2004年4月30日(金)「しんぶん赤旗」
大型車のタイヤ脱落による死傷事故で刑事責任を追及されている三菱ふそうトラック・バス(三菱自動車工業から昨年分社、東京・港区)が、一九九九年三月の運輸省(当時)監査時にトラック・バスにかかわる全クレーム(不具合)情報の98%にあたる三千七百九十七件を秘匿していたことが二十九日までに分かりました。
![]() クレーム隠しの「お詫び」がはられた三菱自動車工業の本社ショールーム=2000年、東京・港区 |
同社製大型車の車輪と車軸をつなぐ部品ハブの破損事故は、監査対象の九八年にも四件発生していましたが、二〇〇二年の横浜の母子死傷事故が起きるまで発覚しませんでした。ハブ破損の重要なクレーム情報も隠ぺいされていました。
これは、二〇〇〇年七月に発覚した同社のクレーム隠し事件で、株主が当時の河添克彦前社長らを相手に起こした株主代表訴訟(昨年和解)に原告側が提出した同社資料などから判明したもの。

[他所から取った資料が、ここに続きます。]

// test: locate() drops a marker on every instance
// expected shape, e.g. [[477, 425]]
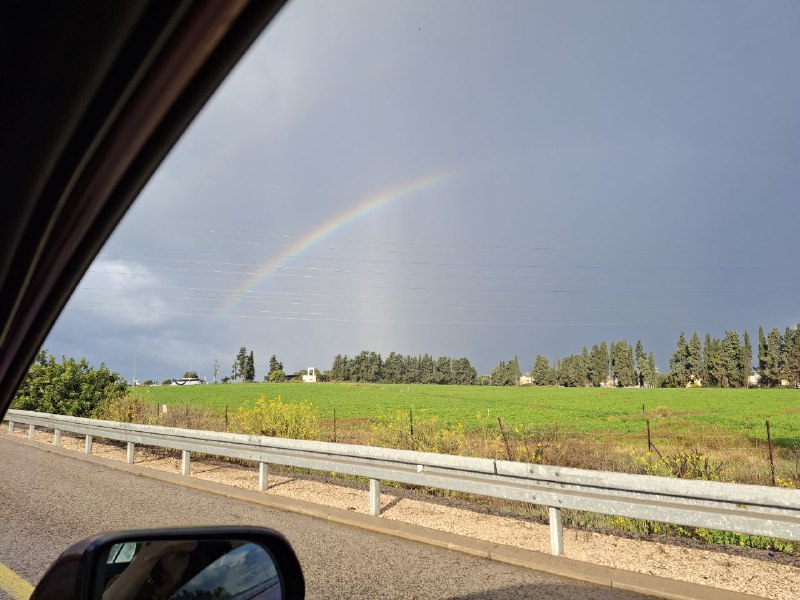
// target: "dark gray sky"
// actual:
[[590, 171]]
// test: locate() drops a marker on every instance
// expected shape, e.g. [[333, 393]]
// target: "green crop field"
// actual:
[[675, 412]]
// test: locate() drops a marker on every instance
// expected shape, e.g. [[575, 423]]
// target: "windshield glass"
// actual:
[[541, 233]]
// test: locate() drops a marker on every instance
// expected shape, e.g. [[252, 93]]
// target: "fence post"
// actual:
[[505, 439], [375, 497], [771, 459], [186, 467], [556, 531]]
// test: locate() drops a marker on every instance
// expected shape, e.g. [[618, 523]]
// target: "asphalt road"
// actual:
[[49, 501]]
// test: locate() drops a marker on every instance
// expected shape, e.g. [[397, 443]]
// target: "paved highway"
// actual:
[[48, 501]]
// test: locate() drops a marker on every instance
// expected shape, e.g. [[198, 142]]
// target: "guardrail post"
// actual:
[[556, 532], [186, 466], [263, 471], [375, 497]]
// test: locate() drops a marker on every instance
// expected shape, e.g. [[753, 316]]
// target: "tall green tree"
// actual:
[[746, 360], [598, 364], [506, 373], [239, 364], [731, 360], [68, 387], [393, 369], [678, 366], [443, 370], [792, 367], [249, 372], [463, 372], [277, 375], [542, 374], [771, 375], [651, 375], [622, 364], [762, 353], [694, 358]]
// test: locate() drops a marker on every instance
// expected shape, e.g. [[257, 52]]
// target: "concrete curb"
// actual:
[[651, 585]]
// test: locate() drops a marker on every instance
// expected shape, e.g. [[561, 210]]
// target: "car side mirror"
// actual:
[[216, 563]]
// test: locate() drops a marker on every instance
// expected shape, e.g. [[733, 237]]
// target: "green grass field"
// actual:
[[681, 413]]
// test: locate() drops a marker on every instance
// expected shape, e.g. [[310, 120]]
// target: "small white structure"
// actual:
[[188, 381]]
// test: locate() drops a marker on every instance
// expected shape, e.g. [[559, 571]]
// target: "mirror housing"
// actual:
[[80, 573]]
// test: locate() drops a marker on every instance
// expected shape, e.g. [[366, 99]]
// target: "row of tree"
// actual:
[[620, 365], [369, 367], [244, 368], [712, 362], [67, 387], [727, 362], [779, 357]]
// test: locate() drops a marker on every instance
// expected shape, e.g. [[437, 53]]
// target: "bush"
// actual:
[[67, 387], [276, 418], [124, 409], [430, 435]]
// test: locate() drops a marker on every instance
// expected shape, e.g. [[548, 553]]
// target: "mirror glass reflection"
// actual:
[[187, 570]]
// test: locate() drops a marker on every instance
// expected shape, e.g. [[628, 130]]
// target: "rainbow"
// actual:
[[364, 207]]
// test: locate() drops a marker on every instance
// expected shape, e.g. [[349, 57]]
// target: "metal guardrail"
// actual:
[[751, 509]]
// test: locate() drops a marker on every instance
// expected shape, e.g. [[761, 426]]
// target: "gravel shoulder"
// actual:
[[766, 574]]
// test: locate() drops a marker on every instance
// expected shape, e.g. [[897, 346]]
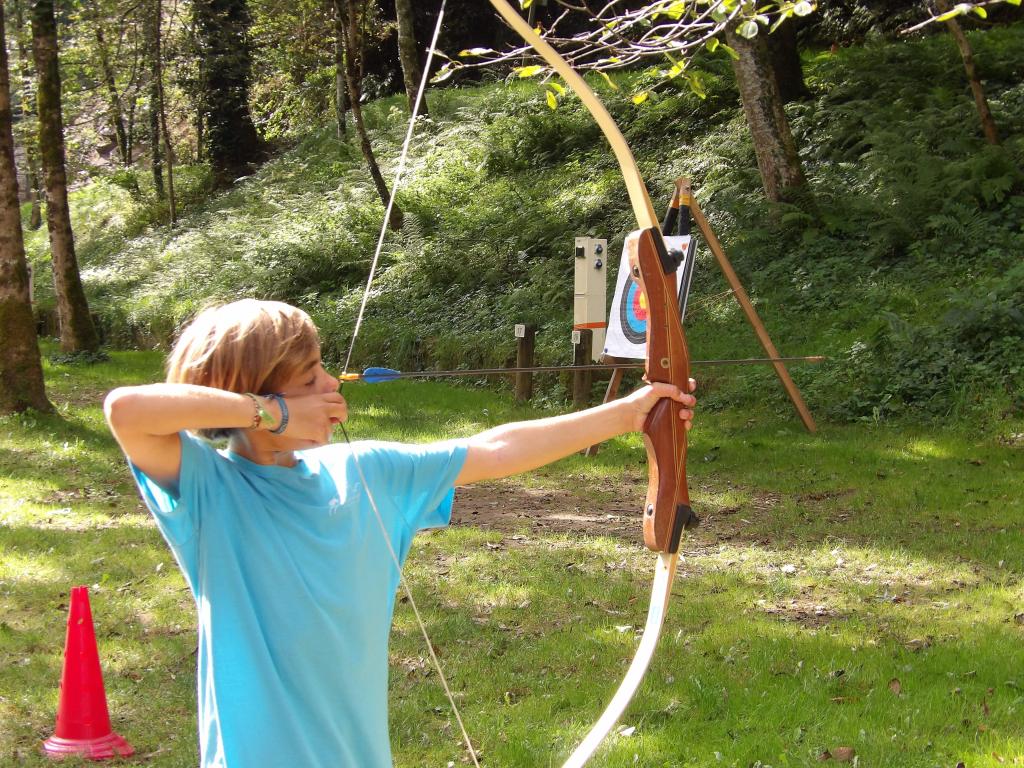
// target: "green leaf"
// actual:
[[778, 22], [528, 72], [748, 30], [696, 85], [957, 10], [674, 10], [676, 70], [443, 74]]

これによると、九八年一月―十二月の期間に販売店などから三菱自工に送られてきたトラックバス関係のクレーム情報総数は、三千八百三十九件でした。
メーカーは道路運送車両法により、監査時にクレーム情報を運輸省(現国土交通省)に報告することが義務づけられています。しかし、同社は、わずか四十二件(1・1%)しか運輸省検査官に提出していませんでした。
同社は二十年以上にわたって、顧客からのクレーム情報を運輸省の監査時に開示する「P」情報と、秘匿する「H」情報に分ける二重管理を実施していました。
当時の品質保証部門の幹部は「運輸省に秘匿する情報は安全性に問題のあるS分類の情報」と述べています。同社の「S分類」には、S1―S3の三段階があり、もっとも重大なS1は「直接人身事故につながるような安全性に極めて重大な影響を及ぼす不具合」と規定されていました。
秘匿した「H」情報には、安全性に疑問を抱かせる「S」分類がふくまれていたことになります。
三菱自工クレーム隠し事件 顧客から販売店に寄せられたクレーム情報を、国土交通省の監査時に二十年以上にわたって秘匿していることが二〇〇〇年七月、内部告発で発覚しました。道路運送車両法違反(虚偽報告)で同社副社長らが書類送検され罰金の略式命令が出されました。発覚後に同社が届け出たリコール(無償回収・修理)は、トラック・バスを含む六十二万台にのぼります。